In 2005, Israeli youths have begun to use bidis and hookah, as alternative methods of tobacco use. In 1990, smoking was the cause of about 1,800 male deaths in Israel which was around 12% of all male deaths. Smoking has not been found to be a significant cause of death among Israeli women. The average number of cigarettes smoked per Israeli per year stands at 2162 (6).

There are several anti-tobacco use legislations in effect. For instance, advertising is prohibited in youth publications and is forbidden on television and radio. In addition to substantial increases in tobacco taxation, although comparatively the prices are still among the lowest compared to all of the European countries. Until 2004, there was no minimum age requirement for buying tobacco products in Israel, however, an amendment to the tobacco marketing and advertisement law that became effective in 2004 has limited the sale of tobacco to people above the age of 18.

According to the Israel Central Bureau of Statistics, the smoking rate in the Israeli adult population in 2009 was 20.9%, down from 34% in 2000. A Ministry of Health nationwide survey conducted in 2011 found that 20.6% of the population aged 21 and older were smokers. The highest percentage of smokers was among Arab males, 44% of whom smoked, though this figure is down from 50% in 1996.

In 2014, 19.8% of adult Israelis smoked, 26.3% in the Arab population and 18.4% in the Jewish population. 35% of non-smoking respondents to the World Health Survey reported that they had been exposed to passive smoking. Smoking is responsible for about 8,000 deaths in Israel every year, of which about 700 among passive smokers. The cost of the damage caused by smoking to the health system is estimated at NIS 1.7 billion (about $440 million) a year. The annual loss of working capacity and paid sick days in the wider economy is estimated at NIS 1.9 billion ($490 million). About NIS 8.2 billion ($2.12 billion) is spent on tobacco products each year. 40 tons of tobacco worth some NIS 24 million ($6.2 million) and about 1.3 million cigarette packs were intercepted at the border crossing between Israel and the Palestinian Authority in 2014.

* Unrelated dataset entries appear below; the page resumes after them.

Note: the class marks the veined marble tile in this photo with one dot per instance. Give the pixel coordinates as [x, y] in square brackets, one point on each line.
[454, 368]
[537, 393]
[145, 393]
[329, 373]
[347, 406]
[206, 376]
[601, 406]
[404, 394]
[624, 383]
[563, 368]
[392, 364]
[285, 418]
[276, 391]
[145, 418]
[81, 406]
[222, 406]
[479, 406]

In 2024, approximately 20% of the adult population smoked. The percentage was about 40% among adults in the Arab sector and 54% among Haredi high school students. Some public officials expressed concern that the percentage of smokers had not declined.

== Peanut Allergy ==
In early 2000 it was noted that children in Israel have a low prevalence of peanut allergy. This led to a study, in Israel and the United Kingdom, where early exposure to products containing peanuts, in infancy, led to a lower risk of peanut allergy. A similar study was conducted in the US in 2015 (the LEAP study) with similar results, and it was confirmed again in a 2024 study. With these findings, the American Academy of Pediatrics changed the guidelines for exposure of infants to peanut-containing products.